The “I-Accord” (First accord or Iraq Accord) is a music notation system with 3 lines per octave designed by Saieb Khalil. (The first version of the text and images on this page came from his documentation of this system that he shared with the MNP. The name “I-Accord” is apparently a pun; “accord” is French for “chord.”)

I-AccordMajorScale.jpg

1. It is based on relative values. The notes represent the relative value depending on its position w.r.t. the root note (I), which can be any note.

2. Like other notation systems of this category, it is motivated by the fact that the relative position of the note has more a musical meaning than its physical measure of frequency.

3. The lines in this system are assigned for the notes of the tonic, i.e., root chord (I chord) (I, III, V distances), while the spaces between the lines are for the rest of the notes.

4. This is to emphasize the importance of these notes, melodically and harmonically.
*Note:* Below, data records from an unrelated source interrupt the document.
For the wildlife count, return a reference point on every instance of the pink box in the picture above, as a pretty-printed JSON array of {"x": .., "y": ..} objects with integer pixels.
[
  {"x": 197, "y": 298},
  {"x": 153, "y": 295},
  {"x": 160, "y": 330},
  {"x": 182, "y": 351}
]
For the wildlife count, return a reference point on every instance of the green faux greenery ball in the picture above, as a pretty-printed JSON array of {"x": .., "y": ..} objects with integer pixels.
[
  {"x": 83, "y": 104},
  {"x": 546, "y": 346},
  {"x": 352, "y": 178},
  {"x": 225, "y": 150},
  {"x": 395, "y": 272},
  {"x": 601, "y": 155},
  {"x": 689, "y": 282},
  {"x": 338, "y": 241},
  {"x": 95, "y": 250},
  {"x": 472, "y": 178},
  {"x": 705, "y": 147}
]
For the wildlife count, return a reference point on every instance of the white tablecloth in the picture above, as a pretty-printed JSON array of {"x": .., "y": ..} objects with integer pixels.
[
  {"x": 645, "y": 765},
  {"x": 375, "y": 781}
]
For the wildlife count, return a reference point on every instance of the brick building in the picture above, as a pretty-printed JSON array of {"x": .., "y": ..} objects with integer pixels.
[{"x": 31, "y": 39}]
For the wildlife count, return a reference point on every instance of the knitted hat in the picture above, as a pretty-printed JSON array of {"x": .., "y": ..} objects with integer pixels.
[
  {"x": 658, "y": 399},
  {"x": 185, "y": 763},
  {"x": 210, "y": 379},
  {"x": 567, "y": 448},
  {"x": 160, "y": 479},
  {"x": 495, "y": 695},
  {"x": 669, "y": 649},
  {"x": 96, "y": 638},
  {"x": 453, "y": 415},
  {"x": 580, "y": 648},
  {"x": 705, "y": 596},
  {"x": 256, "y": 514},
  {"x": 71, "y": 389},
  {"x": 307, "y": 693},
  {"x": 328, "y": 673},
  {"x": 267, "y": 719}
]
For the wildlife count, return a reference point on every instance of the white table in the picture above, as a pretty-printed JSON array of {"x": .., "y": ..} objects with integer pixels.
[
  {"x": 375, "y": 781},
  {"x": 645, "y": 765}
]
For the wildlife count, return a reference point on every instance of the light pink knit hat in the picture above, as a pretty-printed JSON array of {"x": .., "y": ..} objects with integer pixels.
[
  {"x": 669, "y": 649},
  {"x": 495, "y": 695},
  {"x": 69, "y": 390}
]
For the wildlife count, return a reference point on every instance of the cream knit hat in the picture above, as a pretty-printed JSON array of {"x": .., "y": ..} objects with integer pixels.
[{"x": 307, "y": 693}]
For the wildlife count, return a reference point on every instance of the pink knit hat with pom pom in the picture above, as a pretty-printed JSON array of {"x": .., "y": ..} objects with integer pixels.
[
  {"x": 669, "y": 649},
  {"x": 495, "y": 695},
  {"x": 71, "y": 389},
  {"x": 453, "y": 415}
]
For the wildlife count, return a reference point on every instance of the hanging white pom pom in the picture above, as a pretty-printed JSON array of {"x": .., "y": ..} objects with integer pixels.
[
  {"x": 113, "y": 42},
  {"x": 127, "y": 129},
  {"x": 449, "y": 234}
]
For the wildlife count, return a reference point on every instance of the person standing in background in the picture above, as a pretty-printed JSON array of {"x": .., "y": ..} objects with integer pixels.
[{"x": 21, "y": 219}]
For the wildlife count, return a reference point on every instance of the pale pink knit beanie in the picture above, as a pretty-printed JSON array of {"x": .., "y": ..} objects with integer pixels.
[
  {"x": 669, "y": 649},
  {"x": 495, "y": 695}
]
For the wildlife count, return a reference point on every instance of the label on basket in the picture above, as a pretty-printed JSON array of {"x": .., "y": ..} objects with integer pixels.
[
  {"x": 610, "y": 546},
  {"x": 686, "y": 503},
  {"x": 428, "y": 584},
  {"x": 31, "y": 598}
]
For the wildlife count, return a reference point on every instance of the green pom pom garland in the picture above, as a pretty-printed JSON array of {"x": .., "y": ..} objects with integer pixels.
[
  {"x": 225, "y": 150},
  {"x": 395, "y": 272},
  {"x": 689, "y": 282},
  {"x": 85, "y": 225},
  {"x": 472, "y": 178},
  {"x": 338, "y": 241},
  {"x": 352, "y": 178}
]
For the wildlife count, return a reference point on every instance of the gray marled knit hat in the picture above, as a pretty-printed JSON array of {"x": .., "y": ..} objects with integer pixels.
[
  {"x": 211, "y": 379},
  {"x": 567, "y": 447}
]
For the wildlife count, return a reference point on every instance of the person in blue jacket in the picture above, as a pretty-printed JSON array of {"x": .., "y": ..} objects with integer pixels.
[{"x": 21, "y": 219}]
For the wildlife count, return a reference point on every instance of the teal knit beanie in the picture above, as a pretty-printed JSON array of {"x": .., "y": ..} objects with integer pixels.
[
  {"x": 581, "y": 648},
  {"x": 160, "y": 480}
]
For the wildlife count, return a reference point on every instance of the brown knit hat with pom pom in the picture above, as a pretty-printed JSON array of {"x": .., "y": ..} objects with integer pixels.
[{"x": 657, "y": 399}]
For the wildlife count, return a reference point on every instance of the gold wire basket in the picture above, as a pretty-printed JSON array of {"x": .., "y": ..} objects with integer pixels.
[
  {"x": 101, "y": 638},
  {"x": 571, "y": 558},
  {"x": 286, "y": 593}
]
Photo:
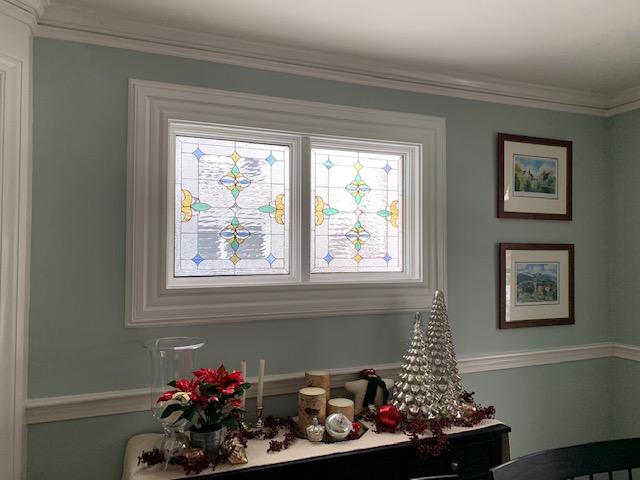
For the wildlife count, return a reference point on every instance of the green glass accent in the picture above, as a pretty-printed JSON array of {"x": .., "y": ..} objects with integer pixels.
[
  {"x": 267, "y": 209},
  {"x": 200, "y": 206}
]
Melodically the set of notes representing I, III and V give (relative) “stability”, rest or cadence. These notes are the one “pulling” the other neighboring notes, which are known to be “tensed” notes, looking for a “line” to rest on. Therefore, this scheme is probably beneficial for the consciousness of musical tensions, and therefore, of special importance for music students and external people trying to learn it.

5. The 3 lines are not spaced equally. The distance between each two reflect the distance between the chord notes concerned.
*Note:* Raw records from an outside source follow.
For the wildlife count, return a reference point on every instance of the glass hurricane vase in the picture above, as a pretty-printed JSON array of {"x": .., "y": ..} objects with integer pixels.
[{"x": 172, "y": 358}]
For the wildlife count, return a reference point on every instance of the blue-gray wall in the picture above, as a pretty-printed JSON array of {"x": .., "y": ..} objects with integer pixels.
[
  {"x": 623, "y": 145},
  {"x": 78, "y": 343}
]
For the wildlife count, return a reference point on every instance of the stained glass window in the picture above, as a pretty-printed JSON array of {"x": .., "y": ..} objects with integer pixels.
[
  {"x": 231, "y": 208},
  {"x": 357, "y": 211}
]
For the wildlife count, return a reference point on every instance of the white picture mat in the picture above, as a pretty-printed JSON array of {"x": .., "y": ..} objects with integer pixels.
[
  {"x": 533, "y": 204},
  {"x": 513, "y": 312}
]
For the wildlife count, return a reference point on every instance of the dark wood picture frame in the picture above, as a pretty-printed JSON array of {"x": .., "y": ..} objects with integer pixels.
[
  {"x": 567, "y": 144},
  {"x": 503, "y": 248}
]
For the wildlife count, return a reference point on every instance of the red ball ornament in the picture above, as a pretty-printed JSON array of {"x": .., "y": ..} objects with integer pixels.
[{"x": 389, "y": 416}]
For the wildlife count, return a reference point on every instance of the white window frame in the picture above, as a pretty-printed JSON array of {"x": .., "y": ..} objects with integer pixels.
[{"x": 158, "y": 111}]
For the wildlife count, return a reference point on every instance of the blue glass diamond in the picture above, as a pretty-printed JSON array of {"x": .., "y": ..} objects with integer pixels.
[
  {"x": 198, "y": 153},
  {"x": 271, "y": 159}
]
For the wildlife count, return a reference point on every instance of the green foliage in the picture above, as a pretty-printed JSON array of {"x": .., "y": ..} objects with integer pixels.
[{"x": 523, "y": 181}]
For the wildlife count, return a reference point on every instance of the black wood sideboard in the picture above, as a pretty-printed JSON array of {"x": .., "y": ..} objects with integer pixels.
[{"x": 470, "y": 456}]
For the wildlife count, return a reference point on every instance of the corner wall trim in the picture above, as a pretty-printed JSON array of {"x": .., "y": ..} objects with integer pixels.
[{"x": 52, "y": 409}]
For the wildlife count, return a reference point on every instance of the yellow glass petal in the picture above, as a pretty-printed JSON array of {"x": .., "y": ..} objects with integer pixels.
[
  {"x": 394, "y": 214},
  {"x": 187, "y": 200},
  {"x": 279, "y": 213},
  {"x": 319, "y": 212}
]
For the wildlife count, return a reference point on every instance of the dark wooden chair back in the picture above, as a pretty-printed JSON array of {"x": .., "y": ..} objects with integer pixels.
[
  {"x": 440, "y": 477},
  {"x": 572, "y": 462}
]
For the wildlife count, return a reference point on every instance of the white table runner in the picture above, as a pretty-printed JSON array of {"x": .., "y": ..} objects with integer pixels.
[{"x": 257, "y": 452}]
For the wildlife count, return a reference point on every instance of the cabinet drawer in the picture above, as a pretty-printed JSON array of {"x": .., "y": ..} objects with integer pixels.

6. Therefore, the staff of the minor scale is different than that of major, reflecting the difference between the two kinds of scales. The distance between the two lower lines are greater than that between the middle and upper line in the major scale staff, reflecting the difference between the distance between the root note and the third, being a major third, (2 full notes), and that between the 3rd and the 5th (being a minor 3rd). For the minor scale staff, the distance differences between the lines are inverted, as it is in music.

7. The notes of the scale are represented differently from those of those outside the scale (like accidental sharped notes in C major or A minor). Here scale notes are shown as full ellipses and the rest as half ellipses. This makes it easy to distinguish any accidental without using additional signs or having to remember ones printed earlier in the staff.

8. The fact that (only) I chord notes fall on the lines, makes it very easy to recognize such chords, whether in arpeggio form or other. This is true even for other forms of I chord, such as inverted chords (see figures).

9. Being instantly able to distinguish the I chord, other chords would also be easier to recognize. A (I) chord with extra note, for example, will be easier to distinguish too. The combination will be more easily related to the original chord, and thus “understood”. The special effect of the extra note will be stressed in the mind of the music reader.

10. The system doesn’t make use of notehead “color” to represent pitch, so the traditional use of it to represent duration is possible as in traditional notation, but if half ovals were found not so easily distinguishable, especially with hand writing, then they can be replaced by a hollow triangle, with the advantages and disadvantages as shown by previous experience.

11. While it has a unique place for each pitch just like chromatic staff, it doesn’t have its drawback of too many lines.

12. The asymmetry of the staff lines gives “special position”, not only for I chord notes, but the other notes too. The system would repeat the positions of the same notes in the next and previous octaves. Thus a “C” note will have similar position in different octaves, thus making it easier to recognize, unlike traditional notation system.